Il Presidente si è inoltre concentrato sulla delicata “condizione giovanile” definendola “sinonimo di futuro”, ed evidenziando l’assoluta necessità per la stessa di ricoprire un ruolo centrale all’interno dell’agenda programmatica dello Stato in quanto “mai come oggi è vero che il futuro è già qui, è già cominciato”.

Le parole del Capo dello Stato appaino ancor più incalzanti ed attuali se si considerano i numeri che testimoniano la drammaticità della condizione giovanile italiana.

Secondo uno studio della Fondazione Leone Moressa che ha elaborato i dati dell’Eurostat dello scorso aprile, l’Italia si classifica all’ultimo posto per tasso di occupazione giovanile. Stando a questi numeri, solamente il 56.3% dei ragazzi della fascia di età 25-29 anni ha un’occupazione, contro una media UE del 76% nella medesima fascia. All’interno di questa triste disamina delle prospettive lavorative dei giovani italiani risulta estremamente attuale quanto scrisse il giornalista Giuseppe Severgnini ormai dodici anni fa “L’Italia è una Repubblica fondata sullo stage”.

Inoltre, il nostro paese detiene un altro record amaro: l’Italia è al primo posto per numero di “neet” ovvero i giovani che non studiano e non lavorano, il 29,7% dei ragazzi italiani della fascia 25-29 rientrano all’interno di questa categoria, contro una media Ue del 16.6%.

Ciò che non dovrebbe stupire, alla luce di questi dati, è constatare il forte aumento di giovani che hanno deciso di abbandonare il nostro paese negli ultimi anni. Tra il 2009 ed il 2018, 235mila giovani italiani hanno deciso tristemente di cercare fortuna all’esterno, dove in certi paesi le prospettive lavorative risultano essere più floride.

Questi numeri drammatici dovrebbero accendere numerosi campanelli di allarme all’interno delle stanze del decisore pubblico, il quale troppo spesso – soprattutto negli ultimi anni – è apparso inadatto a costruire un sistema paese capace di creare le condizioni necessarie per valorizzare ed integrare i giovani.

Diverse sono le responsabilità che gravano sulle spalle di ogni generazione nelle diverse fasi storiche di un paese: è fondamentale non perdere – nonostante tutte le difficoltà degli ultimi anni – quegli esempi virtuosi giovanili che hanno consentito all’Italia di uscire dai due conflitti del secolo scorso e di ripartire.

È un dovere – ha sottolineato il Presidente, esortando l’attuale classe dirigente – far sì che il nostro, e soprattutto vostro, domani sia migliore in termini di occupazione, di qualità della vita e dell’ambiente, di crescita dei diritti e della conoscenza, di pace e di integrazione tra i popoli”.

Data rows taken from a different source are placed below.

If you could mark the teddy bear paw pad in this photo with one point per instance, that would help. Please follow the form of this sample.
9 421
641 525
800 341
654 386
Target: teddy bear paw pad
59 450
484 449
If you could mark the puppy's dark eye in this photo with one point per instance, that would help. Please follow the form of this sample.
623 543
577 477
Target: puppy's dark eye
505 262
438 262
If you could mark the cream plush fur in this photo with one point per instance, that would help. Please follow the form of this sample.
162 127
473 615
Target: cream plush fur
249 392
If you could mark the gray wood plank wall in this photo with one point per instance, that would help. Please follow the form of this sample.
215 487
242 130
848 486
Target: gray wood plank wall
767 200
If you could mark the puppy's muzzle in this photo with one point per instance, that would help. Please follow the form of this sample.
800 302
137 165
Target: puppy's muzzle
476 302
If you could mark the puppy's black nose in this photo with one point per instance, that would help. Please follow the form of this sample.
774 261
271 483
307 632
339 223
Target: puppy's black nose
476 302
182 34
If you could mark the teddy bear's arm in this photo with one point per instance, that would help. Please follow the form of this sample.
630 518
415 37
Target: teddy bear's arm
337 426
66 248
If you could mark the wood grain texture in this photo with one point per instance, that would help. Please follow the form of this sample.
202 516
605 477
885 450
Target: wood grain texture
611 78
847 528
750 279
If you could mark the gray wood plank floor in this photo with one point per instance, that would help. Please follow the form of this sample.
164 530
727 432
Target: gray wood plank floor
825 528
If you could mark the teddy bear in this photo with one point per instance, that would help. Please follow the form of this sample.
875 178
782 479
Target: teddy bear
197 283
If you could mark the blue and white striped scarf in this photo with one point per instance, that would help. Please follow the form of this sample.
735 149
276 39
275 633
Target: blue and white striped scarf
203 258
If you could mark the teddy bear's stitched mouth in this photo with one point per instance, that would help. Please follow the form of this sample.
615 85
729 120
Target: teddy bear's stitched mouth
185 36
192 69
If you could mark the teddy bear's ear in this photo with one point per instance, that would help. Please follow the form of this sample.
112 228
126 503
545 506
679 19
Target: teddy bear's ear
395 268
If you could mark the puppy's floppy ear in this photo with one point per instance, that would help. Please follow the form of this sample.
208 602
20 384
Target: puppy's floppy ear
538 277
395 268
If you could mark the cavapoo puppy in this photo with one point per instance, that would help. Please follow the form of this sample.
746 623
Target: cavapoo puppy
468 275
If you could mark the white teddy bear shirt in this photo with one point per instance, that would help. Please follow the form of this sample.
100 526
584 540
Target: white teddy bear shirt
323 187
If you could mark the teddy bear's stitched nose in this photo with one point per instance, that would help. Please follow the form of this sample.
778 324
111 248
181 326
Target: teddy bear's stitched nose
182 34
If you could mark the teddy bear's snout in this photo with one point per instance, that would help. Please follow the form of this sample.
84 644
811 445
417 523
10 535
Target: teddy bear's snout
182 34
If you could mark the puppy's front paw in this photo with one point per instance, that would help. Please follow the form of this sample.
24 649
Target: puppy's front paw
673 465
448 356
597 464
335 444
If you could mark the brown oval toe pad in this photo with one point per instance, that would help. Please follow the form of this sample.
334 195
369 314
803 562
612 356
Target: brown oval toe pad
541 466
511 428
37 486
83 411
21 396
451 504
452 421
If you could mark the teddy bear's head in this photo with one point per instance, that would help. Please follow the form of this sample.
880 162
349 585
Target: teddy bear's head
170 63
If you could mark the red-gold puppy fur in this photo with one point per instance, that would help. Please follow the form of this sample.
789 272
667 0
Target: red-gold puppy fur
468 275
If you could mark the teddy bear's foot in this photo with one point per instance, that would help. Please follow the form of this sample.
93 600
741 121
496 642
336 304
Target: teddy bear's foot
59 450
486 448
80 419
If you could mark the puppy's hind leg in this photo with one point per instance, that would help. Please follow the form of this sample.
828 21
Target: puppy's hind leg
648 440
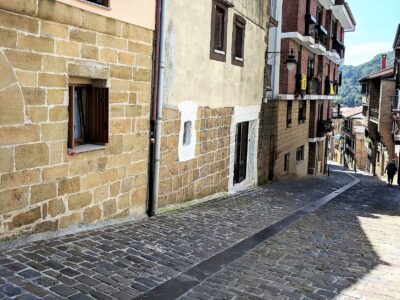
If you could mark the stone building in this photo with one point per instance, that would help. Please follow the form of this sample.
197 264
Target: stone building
351 146
74 112
300 98
381 112
212 95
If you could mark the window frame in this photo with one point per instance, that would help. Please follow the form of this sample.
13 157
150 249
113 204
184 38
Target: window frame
302 114
96 120
238 21
216 54
286 162
300 154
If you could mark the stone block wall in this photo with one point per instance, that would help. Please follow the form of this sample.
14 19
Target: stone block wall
43 44
289 139
208 172
268 128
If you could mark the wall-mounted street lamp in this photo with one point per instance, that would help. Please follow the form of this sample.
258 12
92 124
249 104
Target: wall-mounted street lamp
290 62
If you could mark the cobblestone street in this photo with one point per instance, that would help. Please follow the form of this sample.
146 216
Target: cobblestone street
346 249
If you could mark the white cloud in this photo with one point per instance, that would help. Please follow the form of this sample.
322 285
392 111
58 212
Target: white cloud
362 53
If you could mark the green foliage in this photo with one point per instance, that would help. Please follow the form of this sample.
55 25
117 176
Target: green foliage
350 91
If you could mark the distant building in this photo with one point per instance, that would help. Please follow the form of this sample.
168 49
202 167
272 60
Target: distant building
295 119
349 139
381 112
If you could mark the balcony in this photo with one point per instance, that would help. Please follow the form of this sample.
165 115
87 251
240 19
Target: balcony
312 86
323 127
338 47
374 115
321 35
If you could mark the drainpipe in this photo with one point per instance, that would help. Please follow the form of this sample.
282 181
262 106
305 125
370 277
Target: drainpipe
158 96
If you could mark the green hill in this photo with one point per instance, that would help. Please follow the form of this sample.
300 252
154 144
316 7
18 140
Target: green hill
350 91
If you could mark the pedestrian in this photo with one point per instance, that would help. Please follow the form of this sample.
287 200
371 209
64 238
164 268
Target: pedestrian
391 170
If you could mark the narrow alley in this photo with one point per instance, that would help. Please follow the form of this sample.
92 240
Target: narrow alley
271 242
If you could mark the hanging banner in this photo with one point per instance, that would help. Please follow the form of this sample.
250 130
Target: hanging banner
303 82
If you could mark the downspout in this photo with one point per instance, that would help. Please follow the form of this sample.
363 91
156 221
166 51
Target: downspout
158 96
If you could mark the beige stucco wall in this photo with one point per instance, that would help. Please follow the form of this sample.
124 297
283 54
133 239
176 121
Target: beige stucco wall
137 12
192 75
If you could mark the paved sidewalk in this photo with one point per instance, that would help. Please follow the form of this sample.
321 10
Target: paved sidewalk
125 261
348 249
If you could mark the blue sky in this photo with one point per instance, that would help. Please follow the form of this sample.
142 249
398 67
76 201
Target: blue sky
377 23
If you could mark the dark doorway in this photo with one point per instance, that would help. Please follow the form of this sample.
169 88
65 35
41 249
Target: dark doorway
242 142
272 148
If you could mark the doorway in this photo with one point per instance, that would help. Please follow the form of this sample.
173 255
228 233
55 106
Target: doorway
241 149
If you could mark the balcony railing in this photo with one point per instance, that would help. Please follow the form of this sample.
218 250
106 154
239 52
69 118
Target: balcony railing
338 47
321 35
312 86
323 127
374 114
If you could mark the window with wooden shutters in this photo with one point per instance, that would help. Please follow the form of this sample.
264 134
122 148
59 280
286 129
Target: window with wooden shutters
88 115
239 28
219 22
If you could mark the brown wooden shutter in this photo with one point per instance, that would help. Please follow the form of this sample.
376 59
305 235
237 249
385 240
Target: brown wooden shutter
71 120
97 115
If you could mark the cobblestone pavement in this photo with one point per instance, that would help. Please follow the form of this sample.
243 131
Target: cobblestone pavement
126 260
348 249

La condizione per riuscirvi – ha infine osservato, invitando ad un nuovo patto generazionale – è che l’impegno sia corale, autentico, aperto. Che abbia davvero lo sguardo rivolto al futuro e non a effimeri interessi personali o di parte, o a rendite di posizione, o a stasi e rinunzie frutto di timore”.

Infine, il Capo dello Stato ha lanciato un appello che dovrà necessariamente essere raccolto da entrambe le generazioni “L’auspicio è che vi siano partecipazione, dialogo e ascolto. E che si pensi in grande.